Tradecraft: Female Blaxploitation Agents Reactivated on Big and Small Screens

Blaxploitation heroines Cleopatra Jones and Christie Love are both making comebacks... with an espionage twist. Deadline reports that ABC is resurrecting the 1974 TV movie and subsequent series Get Christie Love!, but dropping the exclamation mark and adding spying. Christie Love, as played by Teresa Graves, was a police detective. But in the new version starring Kylie Bunbury (Pitch, Under the Dome), is, according to the trade, "an African American, female CIA agent who leads a highly trained elite ops unit. Beautiful and charismatic, Christie transforms into whoever she needs to be in order to get the job done especially when it’s down to the wire and the stakes are life and death." The new "action-packed, music-driven" hour-long drama hails from Power creator/showrunner Courtney Kemp and producers Vin Diesel, Debra Martin Chase and Shana C. Waterman.

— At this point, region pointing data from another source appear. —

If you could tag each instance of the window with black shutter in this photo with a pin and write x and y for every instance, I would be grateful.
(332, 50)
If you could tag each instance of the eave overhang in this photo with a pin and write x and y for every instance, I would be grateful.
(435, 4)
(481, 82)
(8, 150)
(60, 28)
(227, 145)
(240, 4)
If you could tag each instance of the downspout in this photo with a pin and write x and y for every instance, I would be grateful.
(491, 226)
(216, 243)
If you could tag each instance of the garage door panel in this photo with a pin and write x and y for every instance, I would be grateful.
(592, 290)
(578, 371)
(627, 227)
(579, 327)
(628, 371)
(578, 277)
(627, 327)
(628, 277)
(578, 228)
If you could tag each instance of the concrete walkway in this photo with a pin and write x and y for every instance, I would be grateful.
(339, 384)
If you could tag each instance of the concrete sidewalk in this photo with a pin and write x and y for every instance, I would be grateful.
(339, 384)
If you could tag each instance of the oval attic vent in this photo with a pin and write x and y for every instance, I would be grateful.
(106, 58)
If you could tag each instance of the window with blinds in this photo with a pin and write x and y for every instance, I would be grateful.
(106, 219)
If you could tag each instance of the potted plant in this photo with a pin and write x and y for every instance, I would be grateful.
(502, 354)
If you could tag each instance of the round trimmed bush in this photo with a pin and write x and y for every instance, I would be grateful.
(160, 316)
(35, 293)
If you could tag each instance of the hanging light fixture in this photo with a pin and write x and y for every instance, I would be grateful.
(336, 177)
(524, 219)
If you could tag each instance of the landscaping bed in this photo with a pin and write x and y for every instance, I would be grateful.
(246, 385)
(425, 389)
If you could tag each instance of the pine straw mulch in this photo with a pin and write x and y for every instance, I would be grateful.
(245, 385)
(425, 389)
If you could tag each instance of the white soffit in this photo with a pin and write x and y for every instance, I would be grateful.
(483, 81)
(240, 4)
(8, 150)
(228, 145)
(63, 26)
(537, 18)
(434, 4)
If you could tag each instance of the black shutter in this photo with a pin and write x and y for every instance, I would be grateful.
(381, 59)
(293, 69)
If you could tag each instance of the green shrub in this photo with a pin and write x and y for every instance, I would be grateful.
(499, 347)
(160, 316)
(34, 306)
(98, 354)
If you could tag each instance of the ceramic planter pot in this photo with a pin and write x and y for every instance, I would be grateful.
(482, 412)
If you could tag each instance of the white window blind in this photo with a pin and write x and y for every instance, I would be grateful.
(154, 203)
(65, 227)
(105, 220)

This news comes on the heels of an earlier Deadline story reporting that sexy, karate-chopping government agent Cleopatra Jones (one of Christie Love's inspirations) is also making a comeback--on the big screen. Jones travels the world smashing drug rings under the cover of being an international model with a gloriously flamboyant wardrobe that would make Fatima Blush jealous. According to the trade, "the studio has set Misha Green (Underground, Lovecraft) to write the script and produce a film that will present the heroine very much as the female answer to James Bond." Deadline points out that "those comparisons were made when the original hit film was released, partly because Jones was so adept at martial arts and drove a Corvette Stingray fully equipped with automatic weapons." Tamara Dobson (Amazons) starred in the 1973 original (opposite Never Say Never Again's Bernie Casey) and its less successful 1975 sequel Cleopatra Jones and the Casino of Gold. The Cleopatra Jones movies stood out from many of their grimmer blaxploitation brethren thanks to their sharp comedy. No one has yet been cast to fill Dobson's shoes.